Aller chercher les images cachées à l’intérieur de la montagne, faire resurgir les fantômes de ces monoliths de calcaire.
Pour moi, une archive est une peinture.
Chaque cliché qui voyage et traverse les époques, se métamorphose au gré des reproductions, copies, photocopies, agrandissements et impressions. Fasciné par la fabrique de l’histoire et les lectures que l’on peut en faire, je nourris une véritable obsession pour ces images détruites par la photocopieuse. Des images de journaux, mais aussi de manuels d’histoire où l’on étudiait Guernica en six par quatre centimètres. Ces photgraphies qui, dans un nuage de pixels et de grains noir et blanc, finissent par faire Histoire. En agrandissant ces images, j’y découvre des paysages.
Ces manières détournées de construire du récit historique occupaient déjà mon esprit lorsqu’en 2016, je serigraphiais les plaques en aluminium de mon projet LA TERRE DES SOCLES VIDES. J’ai imprimé à l’encre noire des images volées dans les livres d’histoire qui mettaient en scène des manifestants destituants des statues ou des œuvres d’Art Moderne. J’ai recadré chacun de ces clichés de manière à ce que les sujets renversés se tiennent à nouveau debout dans l’image.
Plus récemment, c’est à l’aide d’un télescope, motorisé et transformé en appareil de prise de vue, que je réalise des photos de Jupiter, Vénus et la Lune. J’imprime ensuite les images de ces astres en noir et blanc. Par une technique de transfert légèrement mise à jour, je détache l’encre pour qu’elle se dépose sur d’épaisses plaques en aluminium.
Pour mon exposition au Centre d’Art de la Villa Arson qui à débuté le mois dernier, j’ai expérimenté avec la notion de paréidolie. Ce phénomère décrit notre tendance à associer ce que l’on voit en regardant une paroie rocheuse ou les nuages à des formes humaines ou animales. Cette étonnante capacité du cerveau humain à « donner du sens » là où il n’y en a pas réellement. En jouant avec un plastique thermique, je fais apparaître des visages dans un paysage de mousse expansive. La résurgence de ces visages m’obsède, elle est une manière pour moi de parler des déplacements de croyances de notre contemporain.

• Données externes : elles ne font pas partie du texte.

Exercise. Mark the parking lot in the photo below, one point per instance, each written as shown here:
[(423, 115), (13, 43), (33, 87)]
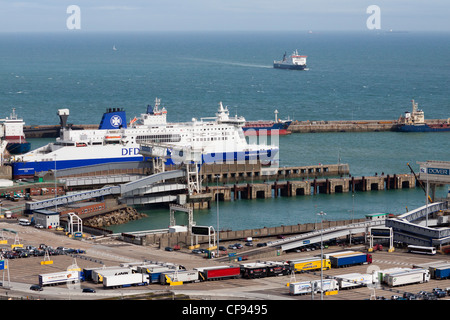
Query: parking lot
[(88, 253)]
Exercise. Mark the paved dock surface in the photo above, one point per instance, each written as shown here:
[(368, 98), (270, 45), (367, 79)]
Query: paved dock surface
[(24, 272)]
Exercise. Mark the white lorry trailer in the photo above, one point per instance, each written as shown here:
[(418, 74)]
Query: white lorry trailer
[(304, 287), (352, 280), (407, 277), (125, 280)]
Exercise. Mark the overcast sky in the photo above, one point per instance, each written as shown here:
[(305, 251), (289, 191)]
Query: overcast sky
[(223, 15)]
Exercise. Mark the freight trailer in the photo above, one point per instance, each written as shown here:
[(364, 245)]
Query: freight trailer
[(100, 274), (440, 272), (307, 264), (60, 278), (253, 270), (353, 280), (304, 287), (125, 280), (179, 276), (346, 260), (407, 277), (218, 272), (276, 268)]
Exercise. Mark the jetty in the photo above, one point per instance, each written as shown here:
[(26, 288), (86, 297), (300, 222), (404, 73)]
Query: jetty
[(308, 126)]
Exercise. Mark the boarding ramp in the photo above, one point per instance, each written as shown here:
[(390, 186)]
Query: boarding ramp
[(325, 234), (122, 190)]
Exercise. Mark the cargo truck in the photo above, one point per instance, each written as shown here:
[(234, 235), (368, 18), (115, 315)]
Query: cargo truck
[(218, 273), (407, 277), (253, 270), (59, 278), (276, 268), (441, 272), (353, 280), (304, 287), (347, 260), (307, 264), (100, 274), (179, 276), (125, 280)]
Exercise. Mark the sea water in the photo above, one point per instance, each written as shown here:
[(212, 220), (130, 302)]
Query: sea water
[(351, 76)]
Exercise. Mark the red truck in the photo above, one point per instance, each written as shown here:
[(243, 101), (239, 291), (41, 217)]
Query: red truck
[(218, 273)]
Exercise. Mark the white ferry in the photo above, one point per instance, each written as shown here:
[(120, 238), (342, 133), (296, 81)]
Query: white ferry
[(295, 62), (220, 139)]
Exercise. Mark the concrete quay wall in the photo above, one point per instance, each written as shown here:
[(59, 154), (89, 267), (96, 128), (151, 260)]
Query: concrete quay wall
[(349, 125)]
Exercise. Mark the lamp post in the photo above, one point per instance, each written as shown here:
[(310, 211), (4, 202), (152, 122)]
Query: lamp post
[(217, 198), (321, 213)]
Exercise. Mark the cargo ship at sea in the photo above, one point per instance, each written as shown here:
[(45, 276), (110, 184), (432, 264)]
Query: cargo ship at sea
[(11, 131), (414, 121), (220, 139), (293, 62), (267, 127)]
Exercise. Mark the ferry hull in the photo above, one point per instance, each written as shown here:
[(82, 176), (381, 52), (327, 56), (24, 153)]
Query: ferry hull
[(31, 168), (18, 147)]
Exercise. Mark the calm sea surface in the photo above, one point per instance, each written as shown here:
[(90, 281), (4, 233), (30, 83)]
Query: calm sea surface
[(355, 76)]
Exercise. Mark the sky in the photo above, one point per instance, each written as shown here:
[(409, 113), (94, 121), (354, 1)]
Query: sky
[(222, 15)]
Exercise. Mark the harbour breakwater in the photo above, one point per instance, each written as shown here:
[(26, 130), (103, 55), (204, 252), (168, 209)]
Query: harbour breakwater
[(52, 131), (349, 126)]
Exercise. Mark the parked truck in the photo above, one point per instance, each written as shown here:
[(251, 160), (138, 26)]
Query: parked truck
[(218, 272), (254, 270), (307, 264), (407, 277), (60, 278), (346, 260), (277, 268), (179, 276), (125, 280), (99, 274), (353, 280), (440, 272), (304, 287)]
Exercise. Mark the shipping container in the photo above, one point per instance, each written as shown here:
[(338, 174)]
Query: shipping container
[(407, 277), (125, 280), (218, 272)]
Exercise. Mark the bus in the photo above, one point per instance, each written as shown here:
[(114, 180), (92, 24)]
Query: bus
[(422, 250)]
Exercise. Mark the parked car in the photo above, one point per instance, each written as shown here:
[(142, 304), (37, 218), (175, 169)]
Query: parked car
[(262, 244), (439, 293)]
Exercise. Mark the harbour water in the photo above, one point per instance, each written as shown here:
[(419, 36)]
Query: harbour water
[(351, 76)]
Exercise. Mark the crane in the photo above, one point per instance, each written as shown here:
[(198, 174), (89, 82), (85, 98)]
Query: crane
[(420, 182)]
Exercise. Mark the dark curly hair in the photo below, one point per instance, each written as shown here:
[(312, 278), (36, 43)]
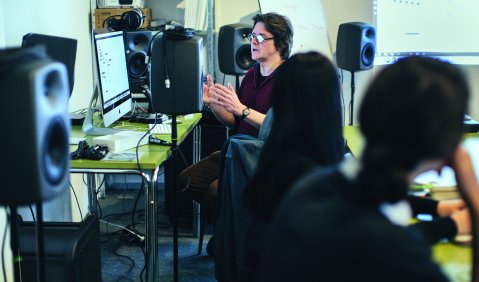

Aujourd’hui, j’aimerais poursuivre les thèmes abordés dans ces différentes œuvres au travers d’une nouvelle recherche visuelle. En appui sur des photos réalisées au télescope dans les montagnes entourant Grenoble, je voudrais travailler à partir de la matière même de l’image. En utilisant ce télescope comme un microscope géant, non pas pointé vers le ciel, mais de jour et à l’horizontale vers les parois rocheuses des montagnes de saint- bernard, à quelques kilomètres de Grenoble. Je souhaite mettre en jeu ce dispositif pour réaliser des photos qui iraient creuser le réel, s’en approchant au maximum, comme pour le percer. Je souhaite ensuite faire vivre ces images en allant chercher des significations cachées à l’intérieur de leurs substances. Je veux m’approcher au plus près, là où l’image se brise, pour construire avec elle du récit. Je veux aller à la rencontre des peintures cachées au cœur de ces parois rocheuses comme pour faire resurgir les spectres d’une présence extraterrestre.
Mon point de départ serait de réaliser des sortes de grandes tablettes cosmiques à partir de ces images réalisées au telescope, que j’agrandirai et imprimerai. J’aimerais essayer d’adapter ma technique de transfert pour l’utiliser sur tirages traceurs jet d’encre avec des raquettes de sérigraphie et des chiffons imbibés d’acétone. À partir de cette technique de copie, je voudrais faire évoluer le processus de réalisation grâce à ce que je découvrirai en expérimentant dans la région, que le contenu de ces photos et les fantômes qui s’y cachent, induise la narration et fassent évoluer le processus.